Durante a festa, o bailarino e coreógrafo Tuca Pinheiro e o núcleo de pesquisa em artes cênicas Corpolítico vão realizar a performance A urgência da ineficiência – o corpo disponível, resultado de residência homônima ministrada por Tuca com os artistas do núcleo. Em encontros iniciados antes mesmo do Festival, os participantes se propuseram a desenvolver um processo de ordem não vertical, subsumindo erros em meio ao todo artístico, de forma a produzirem, a partir disso, novas perspectivas criativas.

Casas para a arte

Residências artísticas serão novidade nesta edição do Festival de Verão UFMG. Elas funcionarão como espaços para que profissionais de carreira consolidada desenvolvam trabalhos com artistas e grupos que já vêm atuando na Zona Cultural Praça da Estação. Diferentemente das oficinas, as residências não demandaram inscrições: seus participantes foram selecionados e convidados pela própria organização do Festival.

A poeta e professora da Faculdade de Letras Emília Mendes, que coordena o Laboratório de Edição (Labed) da unidade, e o 62 Pontos, coletivo mineiro de pesquisa e produção gráfica em técnicas analógicas, vão ministrar a residência De quebrada: da oralidade à poesia impressa. Nela, 15 poetas do slam vão aprender os processos e as ferramentas necessárias para que eles mesmos possam produzir seus livros com qualidade gráfica e editorial.

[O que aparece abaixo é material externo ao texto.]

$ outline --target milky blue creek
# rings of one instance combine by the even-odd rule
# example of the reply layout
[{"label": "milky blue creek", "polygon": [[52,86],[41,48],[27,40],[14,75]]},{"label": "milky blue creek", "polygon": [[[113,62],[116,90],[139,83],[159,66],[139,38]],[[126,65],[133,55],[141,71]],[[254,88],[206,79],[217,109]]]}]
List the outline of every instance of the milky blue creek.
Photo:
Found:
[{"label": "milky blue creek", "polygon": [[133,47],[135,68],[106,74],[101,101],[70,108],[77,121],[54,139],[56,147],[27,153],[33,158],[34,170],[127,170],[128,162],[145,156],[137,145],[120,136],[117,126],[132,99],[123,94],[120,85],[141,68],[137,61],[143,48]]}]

Além disso, aproveitando a estrutura e os materiais tipográficos existentes no Centro Cultural UFMG, eles serão apresentados à linguagem e à técnica dos tipos móveis, em abordagem contemporânea de suas possibilidades. No decorrer dos próximos meses, a residência vai resultar na publicação, pelo Labed, da coletânea De quebrada, com poemas dos participantes. 

No campo da dança, além da residência de Tuca Pinheiro, a badalada coreógrafa Ohana Lefundes vai ministrar, em modelo workshop, uma residência de funk e outros estilos para bailarinos profissionais e dançarinos que frequentam e ensaiam no CRJ. O 14º Festival de Verão UFMG ainda contará com três aulas abertas de danças urbanas, que serão ministradas também no CRJ, sempre às 18h: funk (dia 4), com Ohana Lefundes; dancehall (dia 5), com Marcelo Mendes, e passinho (dia 6), com Dudu Sorriso.